= Confarreatio =

Patrician marriage in ancient Rome

Ancient Roman marriage (Baths of Diocletian Museum, Rome)

In ancient Rome, confarreatio was a traditional patrician form of marriage. The ceremony involved the bride and bridegroom sharing a cake of emmer, in Latin far or panis farreus, hence the rite's name. Far is often translated as "spelt", which is inaccurate as the grain used was Triticum dicoccum (emmer), not Triticum spelta. The Flamen Dialis and pontifex maximus presided over the wedding, and ten witnesses had to be present. The woman passed directly from the hand (manus) of her father or head of household (the pater familias) to that of her new husband.

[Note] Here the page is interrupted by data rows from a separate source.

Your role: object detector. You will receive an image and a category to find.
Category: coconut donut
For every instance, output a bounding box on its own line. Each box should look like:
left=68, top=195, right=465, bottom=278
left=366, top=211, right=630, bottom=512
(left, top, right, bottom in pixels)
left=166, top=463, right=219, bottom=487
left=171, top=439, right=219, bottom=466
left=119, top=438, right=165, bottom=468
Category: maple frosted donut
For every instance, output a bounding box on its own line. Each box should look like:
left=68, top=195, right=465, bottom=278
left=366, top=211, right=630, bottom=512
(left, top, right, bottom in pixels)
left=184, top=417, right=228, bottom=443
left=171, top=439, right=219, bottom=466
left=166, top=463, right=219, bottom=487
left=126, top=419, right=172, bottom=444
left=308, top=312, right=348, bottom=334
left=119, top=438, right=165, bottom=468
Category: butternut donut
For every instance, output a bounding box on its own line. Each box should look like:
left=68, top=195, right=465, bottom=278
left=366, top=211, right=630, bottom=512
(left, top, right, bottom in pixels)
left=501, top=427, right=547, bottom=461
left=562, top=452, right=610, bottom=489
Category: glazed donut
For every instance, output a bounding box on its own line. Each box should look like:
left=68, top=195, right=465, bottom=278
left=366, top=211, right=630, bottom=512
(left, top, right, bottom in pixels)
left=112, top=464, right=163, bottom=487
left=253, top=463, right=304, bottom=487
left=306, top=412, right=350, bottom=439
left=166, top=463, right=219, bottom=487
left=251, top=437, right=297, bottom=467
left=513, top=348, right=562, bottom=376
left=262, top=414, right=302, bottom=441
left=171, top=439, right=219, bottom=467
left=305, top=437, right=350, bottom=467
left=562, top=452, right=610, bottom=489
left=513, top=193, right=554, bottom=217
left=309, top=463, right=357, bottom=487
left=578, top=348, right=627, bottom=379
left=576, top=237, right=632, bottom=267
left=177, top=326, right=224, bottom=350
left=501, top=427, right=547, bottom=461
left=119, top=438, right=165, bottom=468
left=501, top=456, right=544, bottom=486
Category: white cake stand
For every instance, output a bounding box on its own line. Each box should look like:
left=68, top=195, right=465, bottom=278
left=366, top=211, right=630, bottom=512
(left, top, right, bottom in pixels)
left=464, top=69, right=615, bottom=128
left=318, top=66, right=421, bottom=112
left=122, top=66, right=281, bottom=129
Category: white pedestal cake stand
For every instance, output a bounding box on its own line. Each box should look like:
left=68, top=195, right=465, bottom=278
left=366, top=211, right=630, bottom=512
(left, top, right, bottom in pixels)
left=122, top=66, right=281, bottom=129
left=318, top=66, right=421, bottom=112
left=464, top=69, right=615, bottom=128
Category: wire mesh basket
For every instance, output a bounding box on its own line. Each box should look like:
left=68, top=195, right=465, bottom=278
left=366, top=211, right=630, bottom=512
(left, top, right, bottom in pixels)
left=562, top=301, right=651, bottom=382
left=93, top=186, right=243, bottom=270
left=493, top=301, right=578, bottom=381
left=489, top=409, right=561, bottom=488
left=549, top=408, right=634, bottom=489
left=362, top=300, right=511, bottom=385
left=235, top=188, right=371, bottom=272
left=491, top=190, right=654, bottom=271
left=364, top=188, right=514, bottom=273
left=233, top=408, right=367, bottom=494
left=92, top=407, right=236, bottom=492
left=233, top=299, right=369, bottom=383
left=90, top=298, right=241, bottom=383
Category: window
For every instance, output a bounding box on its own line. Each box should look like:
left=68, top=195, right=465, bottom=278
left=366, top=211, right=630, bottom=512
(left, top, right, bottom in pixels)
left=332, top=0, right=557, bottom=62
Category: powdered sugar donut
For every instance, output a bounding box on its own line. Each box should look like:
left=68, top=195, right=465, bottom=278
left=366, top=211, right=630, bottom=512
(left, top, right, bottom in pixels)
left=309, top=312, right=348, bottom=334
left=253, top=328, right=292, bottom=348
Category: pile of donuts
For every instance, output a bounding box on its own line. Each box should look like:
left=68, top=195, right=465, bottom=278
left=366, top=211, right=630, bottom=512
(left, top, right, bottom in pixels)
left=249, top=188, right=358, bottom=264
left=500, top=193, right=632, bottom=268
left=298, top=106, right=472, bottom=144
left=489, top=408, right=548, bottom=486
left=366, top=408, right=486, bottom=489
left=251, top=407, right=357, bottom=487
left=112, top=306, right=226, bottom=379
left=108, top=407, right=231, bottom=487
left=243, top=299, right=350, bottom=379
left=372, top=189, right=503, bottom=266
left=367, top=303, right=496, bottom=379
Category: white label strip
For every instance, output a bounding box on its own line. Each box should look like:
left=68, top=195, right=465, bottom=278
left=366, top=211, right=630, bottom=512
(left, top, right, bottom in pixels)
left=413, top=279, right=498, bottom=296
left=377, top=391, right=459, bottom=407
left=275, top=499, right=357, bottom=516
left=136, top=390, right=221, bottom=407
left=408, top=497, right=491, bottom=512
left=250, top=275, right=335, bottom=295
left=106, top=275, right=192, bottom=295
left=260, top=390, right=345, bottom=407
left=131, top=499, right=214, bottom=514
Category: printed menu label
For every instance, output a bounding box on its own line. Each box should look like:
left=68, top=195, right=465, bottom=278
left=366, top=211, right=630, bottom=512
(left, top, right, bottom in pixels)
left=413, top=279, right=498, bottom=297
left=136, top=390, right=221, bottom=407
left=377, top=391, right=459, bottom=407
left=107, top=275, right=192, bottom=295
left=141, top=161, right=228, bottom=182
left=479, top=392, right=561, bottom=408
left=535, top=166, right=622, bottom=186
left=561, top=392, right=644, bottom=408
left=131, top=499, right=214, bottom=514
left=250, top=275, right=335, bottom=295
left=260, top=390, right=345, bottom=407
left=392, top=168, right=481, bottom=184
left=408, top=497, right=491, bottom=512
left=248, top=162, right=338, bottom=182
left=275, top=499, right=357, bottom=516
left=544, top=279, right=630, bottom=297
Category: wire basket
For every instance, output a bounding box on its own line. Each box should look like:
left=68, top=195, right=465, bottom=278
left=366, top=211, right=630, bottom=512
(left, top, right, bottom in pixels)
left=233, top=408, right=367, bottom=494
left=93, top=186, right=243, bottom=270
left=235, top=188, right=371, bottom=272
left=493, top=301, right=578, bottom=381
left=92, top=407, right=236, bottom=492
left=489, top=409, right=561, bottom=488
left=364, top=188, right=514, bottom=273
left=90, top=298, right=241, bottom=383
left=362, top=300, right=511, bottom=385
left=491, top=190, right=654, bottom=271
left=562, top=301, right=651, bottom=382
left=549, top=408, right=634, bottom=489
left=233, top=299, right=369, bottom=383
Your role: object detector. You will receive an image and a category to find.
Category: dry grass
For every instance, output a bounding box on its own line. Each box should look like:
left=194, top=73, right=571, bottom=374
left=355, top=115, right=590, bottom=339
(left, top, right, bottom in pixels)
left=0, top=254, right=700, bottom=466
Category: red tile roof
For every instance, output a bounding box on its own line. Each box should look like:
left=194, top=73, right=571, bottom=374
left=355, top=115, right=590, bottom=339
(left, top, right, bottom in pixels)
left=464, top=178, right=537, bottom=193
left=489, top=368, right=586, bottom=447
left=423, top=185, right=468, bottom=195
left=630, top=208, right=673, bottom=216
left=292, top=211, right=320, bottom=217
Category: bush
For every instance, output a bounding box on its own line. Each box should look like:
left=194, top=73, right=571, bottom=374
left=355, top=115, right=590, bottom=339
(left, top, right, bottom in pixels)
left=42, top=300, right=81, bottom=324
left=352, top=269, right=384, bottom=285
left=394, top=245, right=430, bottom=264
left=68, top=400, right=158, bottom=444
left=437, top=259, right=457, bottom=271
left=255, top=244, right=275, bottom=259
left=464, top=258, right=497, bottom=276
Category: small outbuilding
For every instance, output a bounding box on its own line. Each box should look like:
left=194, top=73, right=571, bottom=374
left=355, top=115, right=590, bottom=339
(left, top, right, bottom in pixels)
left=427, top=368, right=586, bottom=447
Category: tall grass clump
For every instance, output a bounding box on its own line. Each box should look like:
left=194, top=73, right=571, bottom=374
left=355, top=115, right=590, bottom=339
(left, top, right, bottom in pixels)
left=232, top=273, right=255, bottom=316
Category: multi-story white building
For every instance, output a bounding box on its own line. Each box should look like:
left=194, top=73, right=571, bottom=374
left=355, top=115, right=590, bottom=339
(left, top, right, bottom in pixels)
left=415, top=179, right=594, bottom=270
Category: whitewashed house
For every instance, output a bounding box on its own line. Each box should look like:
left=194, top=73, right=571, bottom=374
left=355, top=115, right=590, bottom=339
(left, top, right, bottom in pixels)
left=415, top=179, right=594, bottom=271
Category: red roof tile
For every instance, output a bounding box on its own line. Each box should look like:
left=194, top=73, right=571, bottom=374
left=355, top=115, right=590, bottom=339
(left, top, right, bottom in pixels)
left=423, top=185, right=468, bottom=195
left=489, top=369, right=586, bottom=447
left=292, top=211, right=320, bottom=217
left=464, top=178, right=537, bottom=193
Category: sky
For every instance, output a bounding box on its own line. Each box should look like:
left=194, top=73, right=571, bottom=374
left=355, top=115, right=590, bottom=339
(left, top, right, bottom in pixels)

Having parents who were married by confarreatio was a prerequisite for becoming a Vestal or the Flamen Dialis. Confarreatio seems to have been limited to those whose parents were also married by confarreatio, but later, perhaps with the rise of plebeian nobiles, this requirement must have been relaxed. Scipio Africanus presumably married his wife Aemilia Tertia by confarreatio, because their elder son was Flamen Dialis; yet Scipio's mother Pomponia was a plebeian.

Divorce for confarreatio marriages, diffarreatio, was a difficult process and therefore rare. Not much is known about how diffarreatio was carried out except that there was a special type of sacrifice that caused the dissolution of the relationship between the man and woman. She would then pass back into the manus of her paterfamilias.

Originally, the confarreatio was indissoluble, and this remained true of the marriage of the Flamen Dialis. The other two major flamines, the Flamen Martialis and the Flamen Quirinalis, were also required to marry by confarreatio. The three major flamines were also required to marry virgins; further, if the wife of the Flamen Dialis died, he was immediately required to resign. It is not clear if this was true of the other priests.